Homicide: A Year on the Killing Streets (1991)

Homicide: A Year on the Killing Streets (1991) by David Simon: Once upon a time, a Baltimore crime reporter managed to get a year 'embedded' with Baltimore's Homicide detectives. The year was 1988, the reporter was David Simon, and the result wasn't just this terrific book -- ultimately, the result was David Simon's entry into the entertainment industry, resulting in the TV shows Homicide: Life on the Street, The Corner, The Wire, and so much more.

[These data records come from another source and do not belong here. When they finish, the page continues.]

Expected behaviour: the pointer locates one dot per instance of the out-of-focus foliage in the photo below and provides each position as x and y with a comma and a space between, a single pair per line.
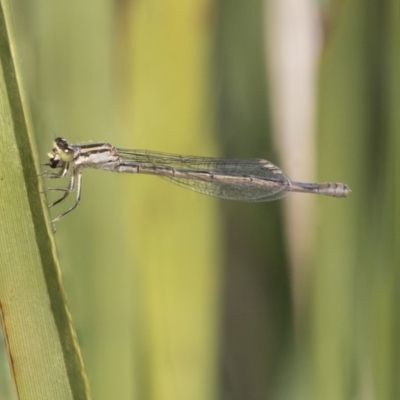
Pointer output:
175, 295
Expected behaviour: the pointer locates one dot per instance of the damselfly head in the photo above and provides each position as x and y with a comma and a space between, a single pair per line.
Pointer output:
62, 152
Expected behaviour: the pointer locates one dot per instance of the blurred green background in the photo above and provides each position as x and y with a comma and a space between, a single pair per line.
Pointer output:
175, 295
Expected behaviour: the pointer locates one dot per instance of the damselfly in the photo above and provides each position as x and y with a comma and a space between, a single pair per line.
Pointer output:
249, 180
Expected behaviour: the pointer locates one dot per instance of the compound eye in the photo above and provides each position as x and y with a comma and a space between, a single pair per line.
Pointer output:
64, 151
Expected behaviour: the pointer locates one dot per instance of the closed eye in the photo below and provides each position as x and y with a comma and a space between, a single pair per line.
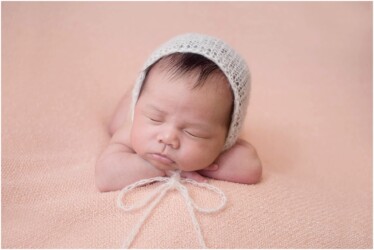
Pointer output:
154, 119
195, 135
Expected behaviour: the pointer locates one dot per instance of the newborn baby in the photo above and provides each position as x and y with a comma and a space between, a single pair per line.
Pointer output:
185, 113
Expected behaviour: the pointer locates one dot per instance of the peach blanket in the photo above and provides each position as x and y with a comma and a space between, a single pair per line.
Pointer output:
66, 65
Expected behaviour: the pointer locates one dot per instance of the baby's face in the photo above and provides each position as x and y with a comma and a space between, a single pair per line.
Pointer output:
177, 127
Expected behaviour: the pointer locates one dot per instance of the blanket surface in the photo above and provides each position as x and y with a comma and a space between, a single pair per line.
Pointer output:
65, 66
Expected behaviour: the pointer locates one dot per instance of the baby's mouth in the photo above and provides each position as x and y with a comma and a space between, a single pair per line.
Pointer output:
164, 159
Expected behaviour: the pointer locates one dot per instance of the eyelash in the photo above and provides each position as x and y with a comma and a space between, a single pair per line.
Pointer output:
154, 120
185, 131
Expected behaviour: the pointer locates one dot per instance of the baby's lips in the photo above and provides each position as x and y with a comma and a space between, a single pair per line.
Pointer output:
212, 167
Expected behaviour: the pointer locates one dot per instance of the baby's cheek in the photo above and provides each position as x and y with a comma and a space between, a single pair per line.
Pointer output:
195, 159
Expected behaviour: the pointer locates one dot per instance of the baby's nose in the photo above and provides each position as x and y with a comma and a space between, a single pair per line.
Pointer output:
169, 137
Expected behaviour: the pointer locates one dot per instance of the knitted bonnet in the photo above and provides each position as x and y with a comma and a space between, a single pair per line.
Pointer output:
214, 49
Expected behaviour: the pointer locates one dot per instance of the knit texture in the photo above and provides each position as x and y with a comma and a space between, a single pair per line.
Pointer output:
231, 64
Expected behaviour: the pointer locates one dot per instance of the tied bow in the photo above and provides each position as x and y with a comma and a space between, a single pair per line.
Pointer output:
171, 183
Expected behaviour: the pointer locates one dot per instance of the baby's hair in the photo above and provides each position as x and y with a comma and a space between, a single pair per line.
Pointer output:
179, 64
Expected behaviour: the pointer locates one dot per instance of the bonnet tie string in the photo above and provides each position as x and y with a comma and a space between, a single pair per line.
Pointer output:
170, 183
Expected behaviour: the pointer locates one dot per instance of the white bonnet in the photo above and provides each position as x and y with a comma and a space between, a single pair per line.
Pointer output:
231, 64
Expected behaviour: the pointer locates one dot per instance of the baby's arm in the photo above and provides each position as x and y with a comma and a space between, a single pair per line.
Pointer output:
119, 165
239, 164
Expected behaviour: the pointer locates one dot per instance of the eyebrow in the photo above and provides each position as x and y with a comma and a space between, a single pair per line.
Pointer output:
200, 125
151, 106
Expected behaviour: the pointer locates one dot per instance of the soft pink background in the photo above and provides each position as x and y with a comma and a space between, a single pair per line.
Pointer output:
66, 65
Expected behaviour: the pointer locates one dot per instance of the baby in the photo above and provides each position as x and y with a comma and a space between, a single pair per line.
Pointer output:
186, 110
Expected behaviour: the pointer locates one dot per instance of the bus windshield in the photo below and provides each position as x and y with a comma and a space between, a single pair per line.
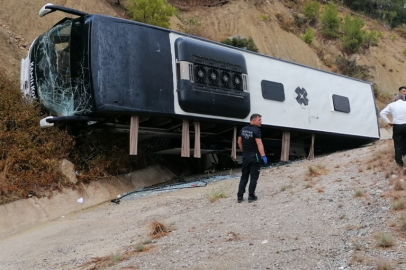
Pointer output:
60, 70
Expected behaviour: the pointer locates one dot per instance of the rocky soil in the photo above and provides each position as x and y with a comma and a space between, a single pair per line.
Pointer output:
332, 218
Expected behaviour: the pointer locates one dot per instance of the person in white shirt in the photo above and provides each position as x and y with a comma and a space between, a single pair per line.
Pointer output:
398, 111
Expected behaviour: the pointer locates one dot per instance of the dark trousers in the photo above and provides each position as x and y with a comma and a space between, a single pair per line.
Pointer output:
251, 166
399, 141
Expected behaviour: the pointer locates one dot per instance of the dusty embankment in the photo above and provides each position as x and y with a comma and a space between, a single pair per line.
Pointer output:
331, 219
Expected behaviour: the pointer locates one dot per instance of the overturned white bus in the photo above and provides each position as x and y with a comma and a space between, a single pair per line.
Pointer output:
104, 70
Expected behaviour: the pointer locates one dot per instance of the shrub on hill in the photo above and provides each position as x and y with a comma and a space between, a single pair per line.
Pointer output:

For those like myself coming to the non-fiction book after the assorted TV series about crime in Baltimore, some of the fun is spotting things that would appear in somewhat different form on TV. The murder that inspired the haunting Adena Watson story-line on Homicide: Life on the Street is here, heart-rending and awful. So too a number of other homicides. I'll leave you to play spot the crime. And spot the detectives who inspired Simon and Company's fictional detectives!

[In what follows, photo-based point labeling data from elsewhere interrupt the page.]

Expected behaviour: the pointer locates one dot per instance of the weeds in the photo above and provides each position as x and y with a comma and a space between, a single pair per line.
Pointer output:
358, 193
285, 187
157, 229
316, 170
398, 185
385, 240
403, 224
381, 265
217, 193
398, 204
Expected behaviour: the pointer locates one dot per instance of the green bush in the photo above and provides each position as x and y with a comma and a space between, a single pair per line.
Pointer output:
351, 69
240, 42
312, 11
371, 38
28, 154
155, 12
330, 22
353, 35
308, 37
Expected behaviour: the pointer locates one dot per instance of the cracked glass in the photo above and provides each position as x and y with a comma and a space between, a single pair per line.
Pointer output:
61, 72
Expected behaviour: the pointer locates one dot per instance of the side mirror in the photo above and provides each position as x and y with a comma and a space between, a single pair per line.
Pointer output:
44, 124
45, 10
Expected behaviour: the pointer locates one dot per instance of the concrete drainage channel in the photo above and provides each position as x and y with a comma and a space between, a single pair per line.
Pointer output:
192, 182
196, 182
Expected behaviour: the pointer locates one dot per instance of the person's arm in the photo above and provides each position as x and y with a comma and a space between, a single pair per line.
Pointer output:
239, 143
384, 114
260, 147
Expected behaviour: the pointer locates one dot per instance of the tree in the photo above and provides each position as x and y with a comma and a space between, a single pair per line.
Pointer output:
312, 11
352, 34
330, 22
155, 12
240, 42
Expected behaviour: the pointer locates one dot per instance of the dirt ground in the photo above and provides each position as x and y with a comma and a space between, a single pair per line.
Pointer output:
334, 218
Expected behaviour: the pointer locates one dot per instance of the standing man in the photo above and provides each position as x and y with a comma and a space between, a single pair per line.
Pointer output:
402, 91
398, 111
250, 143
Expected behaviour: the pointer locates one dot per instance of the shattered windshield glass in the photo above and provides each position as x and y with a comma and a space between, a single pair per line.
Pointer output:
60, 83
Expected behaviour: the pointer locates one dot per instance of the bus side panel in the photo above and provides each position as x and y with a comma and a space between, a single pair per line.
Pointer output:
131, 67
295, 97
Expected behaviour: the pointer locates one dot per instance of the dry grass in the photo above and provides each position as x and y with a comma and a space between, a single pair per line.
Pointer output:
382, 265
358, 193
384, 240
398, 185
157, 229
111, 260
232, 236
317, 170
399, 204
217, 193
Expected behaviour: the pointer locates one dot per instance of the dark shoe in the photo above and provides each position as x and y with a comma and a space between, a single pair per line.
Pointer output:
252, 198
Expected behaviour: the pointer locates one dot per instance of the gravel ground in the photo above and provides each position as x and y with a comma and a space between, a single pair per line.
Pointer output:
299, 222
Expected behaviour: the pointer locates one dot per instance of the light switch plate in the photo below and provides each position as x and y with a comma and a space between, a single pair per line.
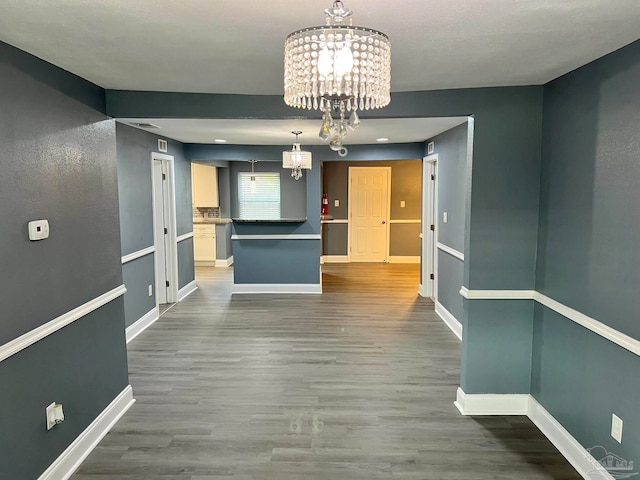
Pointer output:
616, 427
38, 230
55, 415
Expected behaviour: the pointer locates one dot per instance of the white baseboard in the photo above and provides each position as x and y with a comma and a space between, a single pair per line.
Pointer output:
452, 322
224, 263
334, 259
187, 290
492, 404
524, 404
276, 288
69, 461
403, 259
143, 323
569, 447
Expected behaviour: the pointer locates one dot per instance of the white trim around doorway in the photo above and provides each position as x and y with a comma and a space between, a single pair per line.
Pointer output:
171, 245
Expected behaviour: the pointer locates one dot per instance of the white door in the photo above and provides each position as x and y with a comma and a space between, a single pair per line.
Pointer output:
428, 286
368, 213
161, 226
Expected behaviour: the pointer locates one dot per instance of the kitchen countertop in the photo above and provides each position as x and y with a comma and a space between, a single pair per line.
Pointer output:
211, 221
275, 220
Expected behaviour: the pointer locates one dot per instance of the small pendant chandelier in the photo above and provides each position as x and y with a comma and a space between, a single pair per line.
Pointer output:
296, 159
337, 69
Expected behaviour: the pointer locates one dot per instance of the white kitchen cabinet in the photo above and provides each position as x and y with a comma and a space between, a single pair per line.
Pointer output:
204, 185
204, 244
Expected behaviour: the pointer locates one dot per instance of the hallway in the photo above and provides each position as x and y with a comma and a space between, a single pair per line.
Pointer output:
357, 383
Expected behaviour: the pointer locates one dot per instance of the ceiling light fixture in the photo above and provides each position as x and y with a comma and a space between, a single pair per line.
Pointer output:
338, 69
296, 159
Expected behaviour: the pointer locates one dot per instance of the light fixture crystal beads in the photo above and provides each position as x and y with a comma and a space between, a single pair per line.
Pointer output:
337, 68
296, 159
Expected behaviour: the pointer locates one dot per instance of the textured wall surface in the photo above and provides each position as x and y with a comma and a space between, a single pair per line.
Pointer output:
58, 161
588, 250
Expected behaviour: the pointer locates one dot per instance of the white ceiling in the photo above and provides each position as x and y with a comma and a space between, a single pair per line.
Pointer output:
278, 132
237, 46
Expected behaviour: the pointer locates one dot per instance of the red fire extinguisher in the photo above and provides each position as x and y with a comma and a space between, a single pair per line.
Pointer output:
324, 210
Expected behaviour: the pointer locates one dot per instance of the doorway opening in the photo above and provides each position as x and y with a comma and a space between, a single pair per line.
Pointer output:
164, 230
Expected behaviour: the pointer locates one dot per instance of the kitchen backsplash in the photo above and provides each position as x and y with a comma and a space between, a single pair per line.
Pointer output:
200, 213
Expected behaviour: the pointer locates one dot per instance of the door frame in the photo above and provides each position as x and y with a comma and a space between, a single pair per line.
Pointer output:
171, 250
349, 213
429, 288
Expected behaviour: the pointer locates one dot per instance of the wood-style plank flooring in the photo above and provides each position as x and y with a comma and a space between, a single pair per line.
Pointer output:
357, 383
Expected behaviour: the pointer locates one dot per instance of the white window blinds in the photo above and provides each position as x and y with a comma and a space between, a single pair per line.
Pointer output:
259, 195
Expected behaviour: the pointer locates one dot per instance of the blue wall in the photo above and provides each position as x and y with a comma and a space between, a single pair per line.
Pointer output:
588, 250
58, 161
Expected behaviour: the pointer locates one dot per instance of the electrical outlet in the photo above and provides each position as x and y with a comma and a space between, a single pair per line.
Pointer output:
616, 427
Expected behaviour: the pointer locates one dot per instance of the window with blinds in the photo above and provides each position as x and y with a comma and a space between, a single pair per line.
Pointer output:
259, 199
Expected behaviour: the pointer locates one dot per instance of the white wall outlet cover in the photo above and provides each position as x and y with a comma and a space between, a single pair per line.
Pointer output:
55, 415
38, 230
616, 427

Homicide: A Year on the Killing Streets is a terrific, gripping, moving book. It's also a corrective to any number of cop-show cliches and misrepresentations. Simon also lays out the departmental and city politics that provided the background to any number of episodes of Homicide and The Wire, and the foreground too.

But it's probably the characterization of the homicide detectives and their highers-up that makes Homicide: A Year on the Killing Streets so memorable. These are men as interesting as any of Simon's fictional creations. We see how different detectives detect differently. We see some of them become obsessed by unsolvable cases. We definitely see the coarse, obscene badinage that marks most homicide detectives. In the face of death, a certain measure of dark levity is often necessary.

Amongst all the horror, there's even a weird sort of comedy in one case involving insurance scams and a lot of dead bodies. The case as it plays out is both grim and so outlandish that it seems impossible to fictionalize -- no one would believe it. In all, this is a truly great piece of non-fiction, as gripping as any novel or any of Simon's fictional work. Highly recommended.